Our summary of notable comments:
- According to Pillsbury health law practice attorneys David Main and Linda Kotis, 17 major health systems have significant concerns with the draft rules. In fact two health systems that were “inspirations” for the ACO model, Geisinger and Intermountain Health Care have said they do not plan on developing ACOs. What are main concerns of these health systems? First, they believe beneficiaries should be assigned to ACOs prospectively so that providers can know up front the patient population they will be caring for. Second, they are concerned the start-up costs are too expensive, and the shared savings rates should be adjusted so as to account for the exact number of enrollees.
Third, the total number of proposed quality measures (currently 65) is too many. A broad industry consensus with respect to the number of quality measures (as voiced by provider, hospital, payer and think tank groups) is that 65 measures are just too many, and starting with 32 would be a better option.

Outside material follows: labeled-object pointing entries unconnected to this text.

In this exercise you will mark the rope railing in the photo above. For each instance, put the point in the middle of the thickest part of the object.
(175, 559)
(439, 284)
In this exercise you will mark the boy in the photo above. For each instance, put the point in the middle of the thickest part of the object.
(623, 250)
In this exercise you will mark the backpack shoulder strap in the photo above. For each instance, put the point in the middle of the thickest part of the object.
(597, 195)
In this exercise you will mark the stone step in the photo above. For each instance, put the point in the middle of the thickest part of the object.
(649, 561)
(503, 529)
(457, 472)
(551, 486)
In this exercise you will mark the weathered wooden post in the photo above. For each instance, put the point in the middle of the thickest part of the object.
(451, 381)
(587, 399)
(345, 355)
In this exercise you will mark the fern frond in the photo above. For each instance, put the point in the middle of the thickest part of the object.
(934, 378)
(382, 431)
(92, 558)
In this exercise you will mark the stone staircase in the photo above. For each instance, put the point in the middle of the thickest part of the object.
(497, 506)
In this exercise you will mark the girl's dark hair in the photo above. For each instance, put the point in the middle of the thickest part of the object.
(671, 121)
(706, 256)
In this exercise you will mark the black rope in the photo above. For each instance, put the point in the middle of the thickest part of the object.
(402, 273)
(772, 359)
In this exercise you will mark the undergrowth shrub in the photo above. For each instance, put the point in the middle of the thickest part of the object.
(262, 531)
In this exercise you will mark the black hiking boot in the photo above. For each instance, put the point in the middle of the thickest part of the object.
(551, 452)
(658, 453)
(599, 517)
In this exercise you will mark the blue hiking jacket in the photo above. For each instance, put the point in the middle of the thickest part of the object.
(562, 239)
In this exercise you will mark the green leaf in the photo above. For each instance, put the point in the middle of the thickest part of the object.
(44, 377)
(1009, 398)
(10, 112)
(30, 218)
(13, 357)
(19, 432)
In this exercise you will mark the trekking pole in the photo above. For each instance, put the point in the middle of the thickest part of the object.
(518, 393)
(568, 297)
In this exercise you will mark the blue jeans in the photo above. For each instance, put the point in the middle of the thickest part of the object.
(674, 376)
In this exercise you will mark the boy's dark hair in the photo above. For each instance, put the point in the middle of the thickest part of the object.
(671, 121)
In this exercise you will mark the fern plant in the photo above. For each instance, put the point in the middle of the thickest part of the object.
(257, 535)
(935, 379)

- A recent MedeAnalytics analysis focuses on “…leading healthcare constituencies’ recommendations on the key drivers of the ACO business model”. Key comments included:
- a. AHA, AMA, and MGMA: Eliminate the CMS withhold rate (25%) applied to any earned performance payment for years 1 and 2.
- b. With respect to the shared savings rate for ACOs tracks 1 and 2 (proposed at a maximum of 50% and 60% respectively), the overwhelming industry consensus was that this should be raised to 60 - 80% (track 1) and 70 – 90% (track 2). I tend to agree – ACOs are taking on a significant risk given the estimated start-up costs. Their compensation in shared savings needs to better reflect this. As for what the “tracks” are (from CMS’ website): “CMS is proposing to implement both a one-sided risk model (sharing of savings only for the first two years and sharing of savings and losses in the third year) and a two-sided risk model (sharing of savings and losses for all three years), allowing the ACO to opt for one or the other models”.
- c. Comments regarding the minimum savings rate (MSR). Per CMS: The MSR “…is a percentage of the benchmark that ACO expenditure savings must exceed in order for an ACO to qualify for shared savings in any given year”. There is consensus here that a standard, flat MSR of 1-2% should be established for all ACOs, rather than the sliding scale as proposed by the current CMS rules.